The critical distance diagrams representing WRAcc-based comparisons are presented in Fig. 8.

Fig. 8
figure 8

WRAcc results for enrichment based on components

We observe a similar algorithm distribution compared to community-based partitioning in terms of absolute ranks. The best maximum WRAcc scores were obtained by rules and terms, based on the BioMine induced network. Similar rankings are obtained when mean WRAcc is considered. In both diagrams, the combination of a rule learner, BioMine network and the reduced ontology significantly outperform the IntAct-based approaches (Rules (BMN + GOslim dominates). A similar ranking of algorithms is obtained when the best minimum WRAcc is considered, i.e. the rule-based approaches are among the top three. We discuss the results obtained in this section in more detail in Section 7.

CBSSD with component partitioning: IC results

Similarly to the community-based partitioning, we further investigate the information content (IC) of individual approaches when component-based partitioning is considered (Fig. 9). The maximum IC results similarly to the WRAcc based measurement yield the rule-learning, augmented with the BioMine network and GO Slim ontology as the best approach (Rules (BMN + GOslim)).

Fig. 9
figure 9

IC results for enrichment based on components

Interestingly, the use of IntAct network in terms of IC for all three score variations (min, max, mean) yielded better results, compared to WRAcc in previous section. Three out of four best performing approaches in terms of mean IC leverage GO Slim as the background knowledge database, which indicates reduced ontologies have high potential for explanatory tasks.

CBSSD with component partitioning: coverage results

Similarly to community-based network partitioning, term enrichment outperformes rule learning coverage-wise (Fig. 10). This result indicates the network partitioning does not influence the algorithm’s performance in terms of coverage.
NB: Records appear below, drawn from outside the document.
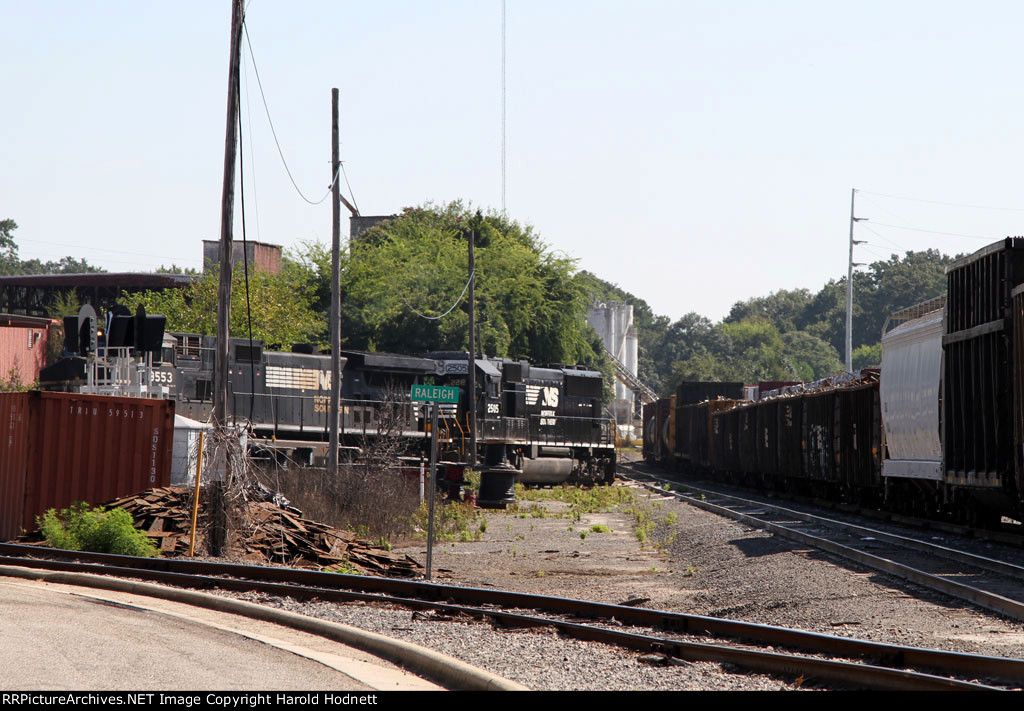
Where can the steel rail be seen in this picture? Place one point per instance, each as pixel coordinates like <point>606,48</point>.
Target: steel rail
<point>982,598</point>
<point>347,588</point>
<point>991,565</point>
<point>797,666</point>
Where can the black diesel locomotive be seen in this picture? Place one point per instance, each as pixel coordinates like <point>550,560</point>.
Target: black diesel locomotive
<point>549,420</point>
<point>938,431</point>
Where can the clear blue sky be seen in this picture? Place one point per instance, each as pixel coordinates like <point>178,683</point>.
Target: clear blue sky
<point>693,153</point>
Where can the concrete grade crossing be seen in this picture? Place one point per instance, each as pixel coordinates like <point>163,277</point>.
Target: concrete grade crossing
<point>42,629</point>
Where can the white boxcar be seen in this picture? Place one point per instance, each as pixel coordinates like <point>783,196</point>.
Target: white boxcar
<point>911,375</point>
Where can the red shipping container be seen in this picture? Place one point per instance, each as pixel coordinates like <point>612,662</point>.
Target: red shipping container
<point>60,448</point>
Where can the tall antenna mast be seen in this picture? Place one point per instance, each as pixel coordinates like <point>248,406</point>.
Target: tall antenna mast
<point>503,108</point>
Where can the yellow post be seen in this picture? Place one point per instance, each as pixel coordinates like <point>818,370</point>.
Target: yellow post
<point>199,477</point>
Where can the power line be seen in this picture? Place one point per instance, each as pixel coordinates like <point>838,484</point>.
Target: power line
<point>935,232</point>
<point>457,302</point>
<point>940,202</point>
<point>273,132</point>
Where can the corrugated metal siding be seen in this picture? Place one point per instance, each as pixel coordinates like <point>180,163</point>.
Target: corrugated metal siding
<point>16,356</point>
<point>69,448</point>
<point>911,374</point>
<point>14,408</point>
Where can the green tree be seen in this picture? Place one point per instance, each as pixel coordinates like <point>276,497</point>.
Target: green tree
<point>404,282</point>
<point>281,308</point>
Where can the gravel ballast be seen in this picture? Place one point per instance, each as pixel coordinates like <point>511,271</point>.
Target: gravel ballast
<point>691,561</point>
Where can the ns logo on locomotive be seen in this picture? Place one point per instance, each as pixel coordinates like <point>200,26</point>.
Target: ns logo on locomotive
<point>547,422</point>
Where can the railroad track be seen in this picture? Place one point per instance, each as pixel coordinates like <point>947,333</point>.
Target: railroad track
<point>839,661</point>
<point>988,583</point>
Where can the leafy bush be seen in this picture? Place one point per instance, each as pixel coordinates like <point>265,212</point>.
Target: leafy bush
<point>80,528</point>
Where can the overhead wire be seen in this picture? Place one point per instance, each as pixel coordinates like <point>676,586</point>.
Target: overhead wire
<point>935,232</point>
<point>273,132</point>
<point>457,302</point>
<point>940,202</point>
<point>245,245</point>
<point>252,150</point>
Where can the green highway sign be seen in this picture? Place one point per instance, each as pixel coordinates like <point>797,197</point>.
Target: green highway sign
<point>435,393</point>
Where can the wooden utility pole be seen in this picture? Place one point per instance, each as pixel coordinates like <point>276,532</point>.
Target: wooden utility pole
<point>333,416</point>
<point>226,223</point>
<point>849,285</point>
<point>471,363</point>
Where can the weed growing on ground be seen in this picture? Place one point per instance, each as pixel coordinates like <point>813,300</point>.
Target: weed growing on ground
<point>80,528</point>
<point>344,568</point>
<point>453,521</point>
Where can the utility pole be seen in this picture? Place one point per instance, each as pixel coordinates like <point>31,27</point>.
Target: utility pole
<point>849,286</point>
<point>333,415</point>
<point>471,364</point>
<point>226,223</point>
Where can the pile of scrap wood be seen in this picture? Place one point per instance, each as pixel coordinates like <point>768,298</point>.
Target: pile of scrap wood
<point>261,532</point>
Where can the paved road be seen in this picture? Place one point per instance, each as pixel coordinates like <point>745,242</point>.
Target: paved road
<point>69,637</point>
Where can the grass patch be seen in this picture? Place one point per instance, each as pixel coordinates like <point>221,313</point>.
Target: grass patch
<point>454,520</point>
<point>96,530</point>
The difference in coverage is possibly due to different types of rules compared (exclusively single term rules—EASE-based enrichment vs. multi conjunct rules).

Fig. 10
figure 10

Coverage results for enrichment based on components

A possible explanation for the observed result is that finding interesting higher order rules is a challenging task, and compared to terms, fewer rules are identified. We further observe that using GO Slim (reduced ontology) as the background knowledge, rules which cover larger portion of the input set emerged. This result is expected, as GO Slim consists of less, more general terms compared to whole GO.

Results summary

The presented quantitative results indicate the dominance of term-based approaches in terms of coverage. Using community based partition on networks with different types of nodes has proven beneficial both in terms of WRAcc and information content. We conclude that using multiple different types of nodes—multiple views—increases the partition qualities and results in better rules. The run time of individual experiments was observed to be between 10 minutes and up to ten hours. For example, testing the epigenetics input list by first incrementally constructing the BioMine subgraph, followed by component-based partition detection and semantic rule learning, finished in 14 minutes on an Intel(R) Core(TM) i7 (870), 2.93GHz processor with 16GB of RAM and an Ubuntu 18.04 operating system. Here, majority of the time was spent on rule induction. On the contrary, community detection (C++ implementation of InfoMap, 500 iterations) on the IntAct network took almost three hours on the same machine, followed by hours of rule induction. We added approximate analysis of the computational complexity of individual steps, as well as additional experimental time measurements as part of Appendix C.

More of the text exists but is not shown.